Jean Reed was raised in Winnetka, Illinois. She studied music, dance, won trampoline medals, ski, sail, and play her guitar. She attended Goddard College. Since then she has been a wife and mother of four, now grown, homeschooled children. Jean ran a small art gallery for several years, returned to college for computer training and then was hired by the college to run the computer laboratory for the school for a year. She has studied Sign Language, and has been a certified ECA in emergency medicine. Jean has also been a nationally certified ski instructor and been director of the SnowSchool at Big Rock Ski Area in Maine. She is a certified EMT-B with the National Ski Patrol and serves at Big Rock Ski Area. She loves to kayak in the summer. In her spare time she is a student of classical guitar and tutors students in all subjects in the public school system. She has contributed to The Homeschooling Book of Answers, by Linda Dobson and Homeschooling: An Open House, by Nancy Lande. She has been interviewed by NHEN as a homeschooling pioneer and she has given workshops at the California Homeschooling Conference in Sacramento, California: Manchester, Connecticut; and Boxborough, Massachusetts, and her local libraries, and spoken more informally to numerous homeschooling groups around the country. Since Donn’s death in 1995 Jean has taken over the publishing and mail order business, Brook Farm Books, providing homeschoolers around the world with creative learning resources and written the third edition of The Home School Source Book, originally written by her husband, Donn.

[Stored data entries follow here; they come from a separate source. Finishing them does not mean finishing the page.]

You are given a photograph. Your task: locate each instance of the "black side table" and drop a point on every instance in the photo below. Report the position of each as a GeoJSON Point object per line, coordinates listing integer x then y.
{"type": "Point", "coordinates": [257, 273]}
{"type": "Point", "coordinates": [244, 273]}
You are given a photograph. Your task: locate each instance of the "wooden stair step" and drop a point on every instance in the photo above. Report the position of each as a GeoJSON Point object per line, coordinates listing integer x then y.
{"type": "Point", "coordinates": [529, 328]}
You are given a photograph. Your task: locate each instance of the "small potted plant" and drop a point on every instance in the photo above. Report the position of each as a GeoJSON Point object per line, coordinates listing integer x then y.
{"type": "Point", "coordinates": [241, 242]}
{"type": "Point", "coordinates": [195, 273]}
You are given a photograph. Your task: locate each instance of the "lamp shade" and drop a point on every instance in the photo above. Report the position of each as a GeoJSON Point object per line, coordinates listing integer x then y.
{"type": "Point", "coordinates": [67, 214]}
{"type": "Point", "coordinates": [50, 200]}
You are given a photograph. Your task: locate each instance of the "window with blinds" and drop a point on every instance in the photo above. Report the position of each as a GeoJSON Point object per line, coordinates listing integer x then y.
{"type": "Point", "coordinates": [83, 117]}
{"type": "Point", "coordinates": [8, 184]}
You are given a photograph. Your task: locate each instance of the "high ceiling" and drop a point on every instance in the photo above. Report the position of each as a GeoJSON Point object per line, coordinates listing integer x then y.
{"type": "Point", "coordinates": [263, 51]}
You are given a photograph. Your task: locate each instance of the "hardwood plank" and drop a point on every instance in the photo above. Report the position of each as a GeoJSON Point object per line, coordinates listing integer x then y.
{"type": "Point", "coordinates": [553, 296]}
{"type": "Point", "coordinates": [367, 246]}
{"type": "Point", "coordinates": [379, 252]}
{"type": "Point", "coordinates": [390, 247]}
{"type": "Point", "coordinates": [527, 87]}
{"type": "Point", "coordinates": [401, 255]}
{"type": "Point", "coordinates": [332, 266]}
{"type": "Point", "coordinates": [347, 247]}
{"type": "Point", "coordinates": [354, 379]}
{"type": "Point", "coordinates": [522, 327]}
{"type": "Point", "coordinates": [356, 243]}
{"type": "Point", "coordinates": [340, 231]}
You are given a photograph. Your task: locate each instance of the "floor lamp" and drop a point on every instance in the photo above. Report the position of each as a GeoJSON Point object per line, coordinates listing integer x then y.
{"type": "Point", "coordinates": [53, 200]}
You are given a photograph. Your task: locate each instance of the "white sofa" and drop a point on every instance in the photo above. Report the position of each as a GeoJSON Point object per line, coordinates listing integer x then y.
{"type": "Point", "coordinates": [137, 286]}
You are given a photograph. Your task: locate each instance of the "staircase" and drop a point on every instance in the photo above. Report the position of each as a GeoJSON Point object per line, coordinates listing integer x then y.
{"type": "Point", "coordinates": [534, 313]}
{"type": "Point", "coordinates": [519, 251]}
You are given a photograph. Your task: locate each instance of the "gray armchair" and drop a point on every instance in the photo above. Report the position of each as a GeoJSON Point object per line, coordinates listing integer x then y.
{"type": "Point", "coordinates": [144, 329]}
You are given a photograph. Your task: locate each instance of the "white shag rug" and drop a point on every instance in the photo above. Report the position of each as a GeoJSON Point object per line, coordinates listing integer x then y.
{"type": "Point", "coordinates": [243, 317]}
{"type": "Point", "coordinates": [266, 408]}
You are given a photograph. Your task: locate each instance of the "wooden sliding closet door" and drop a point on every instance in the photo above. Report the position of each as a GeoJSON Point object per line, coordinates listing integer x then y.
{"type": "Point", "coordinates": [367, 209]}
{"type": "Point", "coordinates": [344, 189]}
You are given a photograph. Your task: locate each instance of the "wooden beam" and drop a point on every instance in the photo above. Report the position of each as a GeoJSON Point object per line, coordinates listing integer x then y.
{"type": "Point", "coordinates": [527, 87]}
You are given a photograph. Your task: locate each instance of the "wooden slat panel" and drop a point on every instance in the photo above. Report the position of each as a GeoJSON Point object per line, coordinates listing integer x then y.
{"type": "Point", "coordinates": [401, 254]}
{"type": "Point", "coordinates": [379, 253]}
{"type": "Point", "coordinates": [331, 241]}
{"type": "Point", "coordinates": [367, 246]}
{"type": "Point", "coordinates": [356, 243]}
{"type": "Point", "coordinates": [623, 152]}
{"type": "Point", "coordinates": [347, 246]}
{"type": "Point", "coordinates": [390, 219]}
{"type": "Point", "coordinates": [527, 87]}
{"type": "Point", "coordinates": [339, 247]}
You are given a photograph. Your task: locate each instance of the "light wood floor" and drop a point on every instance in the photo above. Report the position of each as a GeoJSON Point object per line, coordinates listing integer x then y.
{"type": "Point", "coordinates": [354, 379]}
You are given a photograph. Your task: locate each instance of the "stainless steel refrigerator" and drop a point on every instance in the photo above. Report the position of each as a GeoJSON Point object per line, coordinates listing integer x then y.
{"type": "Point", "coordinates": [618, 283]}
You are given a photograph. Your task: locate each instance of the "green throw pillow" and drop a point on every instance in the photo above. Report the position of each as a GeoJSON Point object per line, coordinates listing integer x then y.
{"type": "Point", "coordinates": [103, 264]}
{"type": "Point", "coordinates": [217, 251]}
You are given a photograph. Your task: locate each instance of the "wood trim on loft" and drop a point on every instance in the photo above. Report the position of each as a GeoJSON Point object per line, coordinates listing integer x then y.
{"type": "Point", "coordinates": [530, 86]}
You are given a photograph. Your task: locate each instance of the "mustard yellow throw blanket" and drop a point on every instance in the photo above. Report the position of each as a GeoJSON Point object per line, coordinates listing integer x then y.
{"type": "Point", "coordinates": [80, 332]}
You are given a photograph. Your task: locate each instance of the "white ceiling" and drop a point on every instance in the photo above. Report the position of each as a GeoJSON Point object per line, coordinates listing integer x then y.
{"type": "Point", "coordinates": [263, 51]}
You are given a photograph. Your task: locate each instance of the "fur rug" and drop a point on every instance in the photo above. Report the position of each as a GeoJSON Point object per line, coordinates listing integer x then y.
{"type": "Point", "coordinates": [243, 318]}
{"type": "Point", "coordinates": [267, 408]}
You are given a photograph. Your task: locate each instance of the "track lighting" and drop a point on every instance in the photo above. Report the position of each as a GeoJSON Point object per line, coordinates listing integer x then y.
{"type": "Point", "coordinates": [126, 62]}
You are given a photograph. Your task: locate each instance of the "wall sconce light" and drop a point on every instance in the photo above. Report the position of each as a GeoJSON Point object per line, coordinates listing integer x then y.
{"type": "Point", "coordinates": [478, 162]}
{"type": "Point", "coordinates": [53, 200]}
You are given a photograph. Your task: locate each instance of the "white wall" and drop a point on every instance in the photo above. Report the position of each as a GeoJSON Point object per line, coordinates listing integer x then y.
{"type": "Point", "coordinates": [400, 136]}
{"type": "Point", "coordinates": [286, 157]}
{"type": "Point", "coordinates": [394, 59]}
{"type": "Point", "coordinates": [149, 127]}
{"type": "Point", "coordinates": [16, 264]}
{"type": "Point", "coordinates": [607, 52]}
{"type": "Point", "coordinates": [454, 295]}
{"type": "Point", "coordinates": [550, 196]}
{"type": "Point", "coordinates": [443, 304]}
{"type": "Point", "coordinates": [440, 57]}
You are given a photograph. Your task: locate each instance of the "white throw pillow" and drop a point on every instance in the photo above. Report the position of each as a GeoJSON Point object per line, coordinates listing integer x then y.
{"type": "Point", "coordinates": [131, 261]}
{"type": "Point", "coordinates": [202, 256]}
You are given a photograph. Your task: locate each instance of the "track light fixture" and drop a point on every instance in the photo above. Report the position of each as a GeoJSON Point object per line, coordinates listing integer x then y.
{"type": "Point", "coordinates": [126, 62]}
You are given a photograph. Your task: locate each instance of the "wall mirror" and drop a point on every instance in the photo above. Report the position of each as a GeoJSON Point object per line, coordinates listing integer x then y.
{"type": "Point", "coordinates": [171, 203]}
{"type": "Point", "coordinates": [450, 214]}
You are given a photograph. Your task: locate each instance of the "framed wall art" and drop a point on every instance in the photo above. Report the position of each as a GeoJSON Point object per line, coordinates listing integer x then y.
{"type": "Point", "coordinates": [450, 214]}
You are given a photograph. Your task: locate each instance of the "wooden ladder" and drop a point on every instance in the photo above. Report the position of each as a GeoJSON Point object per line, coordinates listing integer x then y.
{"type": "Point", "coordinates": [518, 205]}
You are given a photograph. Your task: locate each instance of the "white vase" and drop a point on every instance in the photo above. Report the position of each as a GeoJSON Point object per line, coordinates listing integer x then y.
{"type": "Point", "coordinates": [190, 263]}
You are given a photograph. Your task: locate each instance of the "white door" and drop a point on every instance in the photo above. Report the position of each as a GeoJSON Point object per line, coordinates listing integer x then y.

Donn Reed, was born and raised in Brattleboro, Vermont and has had a widely varied career and traveled extensively throughout the United States, Canada, and Mexico. As a young man just out of high school he served three years in jail as a conscientious objector where he received the Meritorious Service Award from the U. S. Bureau of Prisons for work with adult illiterates. While in Mexico he taught in the Laubach literacy house in Villa De Bravo. He has worked as a carpenter, radio announcer (CJCJ), truck driver, dishwasher, librarian, teacher, foundry worker, peace marcher, psychiatric aide (Brattleboro Retreat), tax assessor, sawmill edgerman, migrant field worker, house builder, and done extensive work as a writer, reporter, columnist, newspaper editor, and publisher. He was actively involved with homeschooling his four children. In 1981 he wrote and published the very first of the home-school resource guides, The First Home School Catalogue. This book went into several printings and was followed by a second edition. He also wrote and published The Home School Challenge, and Efficient Instruction Elsewhere. After several editions of The First Home School Catalogue he combined his books into one volume, The Home School Source Book, first published in 1991. Following that there was a second edition and a second revised edition in 1994. He has been listed in Who’s Who in American Education. His writing has appeared in Home Education Magazine, Harrowsmith, Nurturing, and The New Nativity, among others. His other published work includes A Short But Very Authoritative Illustrated History of Women’s Lib: by a man, with his wife’s permission, and How the Mounties Got Their Own Man, and My Head the Cup, and edited I Heard That Voice Before (selected poems of Raymond J. Reed).